In one of many thoughtful conversations at Kenosha last week, I confessed that there are a small number of political cartoonists whose work I don't bother to follow: A couple on the right who are simply hatemongers detached from any serious analysis of current events, and a couple on the left whose utter lack of pragmatic knowledge of How Anything Actually Works makes their commentary nonsensical.
However, we're in a bit of a drought even among normally intelligent, thoughtful commentators, who are either drawing pointless gags about White House intruders, making party-line comments about the departure of Eric Holder, continuing the variations of silly "boots on the ground" jokes or -- from the right -- ridiculing Obama for relying on intelligence that dismissed Isis a few months ago, perhaps forgetting how many thousands of American kids died over faulty or phony intelligence reports on phantom WMDs and the purported alliance of Saddam Hussein with al Qaeda.
And those cynical non-voters whose response is a fatalistic, nihilistic "it doesn't matter who's in charge" are ignoring the fact that our final check-and-balance, the Supreme Court, has become as relentlessly, dependably, predictably party-line as our legislature or the commentators of the watch-dog press.
However, there are far greater issues that America must deal with before it bothers with campaign finance reform, voting rights or any of that stuff.
Some historical perspective:
By the way, those now calling for a Declaration of War should realize that Congress hasn't declared war on anybody in nearly 75 years.
That train has left the station and they've since torn up the tracks.
These days, we go to war via "resolutions" and I'm not sure what the technical difference is, because it's still Congress saying, "yeah, let's do it!," which is all the Constitution demands, but we just passed by a 50th Anniversary during which we might well have paused to consider not the technical differences but the practical ones.

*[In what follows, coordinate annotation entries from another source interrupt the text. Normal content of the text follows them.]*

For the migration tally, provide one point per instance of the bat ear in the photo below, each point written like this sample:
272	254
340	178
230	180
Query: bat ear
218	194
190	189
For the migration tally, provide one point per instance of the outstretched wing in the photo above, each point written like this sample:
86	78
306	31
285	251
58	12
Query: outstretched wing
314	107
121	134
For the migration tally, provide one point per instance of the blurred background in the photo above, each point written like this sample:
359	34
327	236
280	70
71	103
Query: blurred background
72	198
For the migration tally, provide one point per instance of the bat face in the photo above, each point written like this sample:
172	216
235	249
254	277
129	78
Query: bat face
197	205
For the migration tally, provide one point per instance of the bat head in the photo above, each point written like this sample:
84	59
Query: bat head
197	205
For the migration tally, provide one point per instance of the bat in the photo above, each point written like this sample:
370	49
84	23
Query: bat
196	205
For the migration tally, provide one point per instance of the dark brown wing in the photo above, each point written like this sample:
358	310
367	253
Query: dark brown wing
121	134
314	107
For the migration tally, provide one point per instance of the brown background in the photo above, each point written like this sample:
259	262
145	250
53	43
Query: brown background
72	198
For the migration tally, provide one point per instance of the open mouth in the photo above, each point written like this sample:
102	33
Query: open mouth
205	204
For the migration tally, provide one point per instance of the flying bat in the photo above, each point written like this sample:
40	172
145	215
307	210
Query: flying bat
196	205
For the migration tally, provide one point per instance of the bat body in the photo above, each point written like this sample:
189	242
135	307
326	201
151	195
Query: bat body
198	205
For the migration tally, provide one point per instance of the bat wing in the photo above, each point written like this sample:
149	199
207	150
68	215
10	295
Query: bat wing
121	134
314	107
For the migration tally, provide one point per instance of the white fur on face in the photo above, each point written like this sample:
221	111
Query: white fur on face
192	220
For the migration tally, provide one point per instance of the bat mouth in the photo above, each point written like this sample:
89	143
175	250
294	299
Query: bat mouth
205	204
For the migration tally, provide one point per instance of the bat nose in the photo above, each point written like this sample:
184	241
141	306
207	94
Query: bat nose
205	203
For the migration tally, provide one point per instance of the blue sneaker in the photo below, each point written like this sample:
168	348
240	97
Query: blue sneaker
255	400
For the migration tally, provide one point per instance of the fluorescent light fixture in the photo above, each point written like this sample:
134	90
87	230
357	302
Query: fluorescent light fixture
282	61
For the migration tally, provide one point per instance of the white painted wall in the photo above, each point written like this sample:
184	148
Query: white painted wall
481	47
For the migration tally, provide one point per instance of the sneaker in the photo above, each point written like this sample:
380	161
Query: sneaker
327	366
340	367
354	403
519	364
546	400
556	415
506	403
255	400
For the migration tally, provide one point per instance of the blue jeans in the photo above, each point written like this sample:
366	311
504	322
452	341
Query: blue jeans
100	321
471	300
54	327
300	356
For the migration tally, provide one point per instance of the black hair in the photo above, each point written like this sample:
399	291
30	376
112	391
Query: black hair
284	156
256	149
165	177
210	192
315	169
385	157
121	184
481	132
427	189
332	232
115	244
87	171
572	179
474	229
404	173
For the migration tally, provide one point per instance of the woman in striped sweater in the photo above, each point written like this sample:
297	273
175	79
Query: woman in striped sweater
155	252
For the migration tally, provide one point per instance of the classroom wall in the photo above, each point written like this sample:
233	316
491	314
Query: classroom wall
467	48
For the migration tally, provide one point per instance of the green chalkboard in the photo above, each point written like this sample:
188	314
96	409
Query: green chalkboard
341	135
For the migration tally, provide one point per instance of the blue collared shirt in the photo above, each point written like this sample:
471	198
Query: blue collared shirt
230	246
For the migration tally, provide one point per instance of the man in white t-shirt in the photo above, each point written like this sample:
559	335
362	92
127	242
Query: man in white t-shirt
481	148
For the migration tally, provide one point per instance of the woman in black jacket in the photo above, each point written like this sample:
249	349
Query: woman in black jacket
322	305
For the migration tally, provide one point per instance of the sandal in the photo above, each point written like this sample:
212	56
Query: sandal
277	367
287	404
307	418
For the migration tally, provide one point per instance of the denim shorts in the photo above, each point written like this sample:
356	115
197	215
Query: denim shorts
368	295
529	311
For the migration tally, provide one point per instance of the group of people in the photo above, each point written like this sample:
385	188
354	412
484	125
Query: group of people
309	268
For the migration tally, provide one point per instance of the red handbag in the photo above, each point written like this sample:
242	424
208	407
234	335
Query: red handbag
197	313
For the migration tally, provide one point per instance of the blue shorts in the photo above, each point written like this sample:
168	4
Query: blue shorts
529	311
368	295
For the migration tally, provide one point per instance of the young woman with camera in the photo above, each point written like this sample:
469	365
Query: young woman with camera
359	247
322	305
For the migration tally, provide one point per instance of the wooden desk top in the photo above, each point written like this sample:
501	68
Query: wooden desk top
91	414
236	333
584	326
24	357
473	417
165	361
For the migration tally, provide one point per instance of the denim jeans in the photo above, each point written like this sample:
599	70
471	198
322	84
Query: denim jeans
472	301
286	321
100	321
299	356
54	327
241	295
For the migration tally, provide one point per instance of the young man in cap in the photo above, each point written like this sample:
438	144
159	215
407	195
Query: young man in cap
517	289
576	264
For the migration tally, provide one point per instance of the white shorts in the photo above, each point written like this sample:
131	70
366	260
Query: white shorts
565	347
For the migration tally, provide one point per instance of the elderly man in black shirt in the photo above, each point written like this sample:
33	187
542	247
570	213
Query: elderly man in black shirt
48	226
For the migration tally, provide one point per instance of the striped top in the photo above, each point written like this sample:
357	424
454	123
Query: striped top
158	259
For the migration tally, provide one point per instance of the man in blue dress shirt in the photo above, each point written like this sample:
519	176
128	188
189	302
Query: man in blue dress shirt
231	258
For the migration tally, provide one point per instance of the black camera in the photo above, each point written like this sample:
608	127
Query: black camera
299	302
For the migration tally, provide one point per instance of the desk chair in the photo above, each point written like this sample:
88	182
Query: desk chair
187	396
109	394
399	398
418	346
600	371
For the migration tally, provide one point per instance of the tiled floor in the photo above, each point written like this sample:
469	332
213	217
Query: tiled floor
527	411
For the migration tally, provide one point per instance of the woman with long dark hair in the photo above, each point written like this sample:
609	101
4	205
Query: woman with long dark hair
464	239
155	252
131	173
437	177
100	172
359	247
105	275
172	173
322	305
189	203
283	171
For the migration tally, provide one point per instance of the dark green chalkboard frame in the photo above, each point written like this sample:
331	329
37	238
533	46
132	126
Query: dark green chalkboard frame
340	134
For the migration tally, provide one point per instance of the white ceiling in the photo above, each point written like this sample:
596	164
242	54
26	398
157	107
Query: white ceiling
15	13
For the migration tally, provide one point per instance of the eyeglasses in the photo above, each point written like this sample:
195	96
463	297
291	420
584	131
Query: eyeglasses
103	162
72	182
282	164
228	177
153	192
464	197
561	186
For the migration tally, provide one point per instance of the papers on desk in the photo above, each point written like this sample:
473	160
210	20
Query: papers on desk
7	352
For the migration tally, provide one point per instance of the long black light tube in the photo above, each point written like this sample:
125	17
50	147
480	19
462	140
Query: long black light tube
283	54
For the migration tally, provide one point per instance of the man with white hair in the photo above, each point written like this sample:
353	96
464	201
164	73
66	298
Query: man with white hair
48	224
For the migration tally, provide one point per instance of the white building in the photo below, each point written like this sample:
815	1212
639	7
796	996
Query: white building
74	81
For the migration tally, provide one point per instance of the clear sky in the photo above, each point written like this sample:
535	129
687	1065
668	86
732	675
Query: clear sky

After all, Dick Cheney didn't invent bad intelligence briefings or gullible patriotism.
Or wars against ill-defined ad-hoc groups with no flag to capture or capital city to seize:
After reading Horsey's essay I am feverishly persuing opportunities to use the word "odoriferous."
Posted by: parnell nelson | 10/01/2014 at 01:32 PM
I don't know if it is 'change', but the election will further reinforce the effectiveness of the campaigns of hatred, big (and secret) money, and voter suppression.
All of which are supported by the Republican Supreme Court.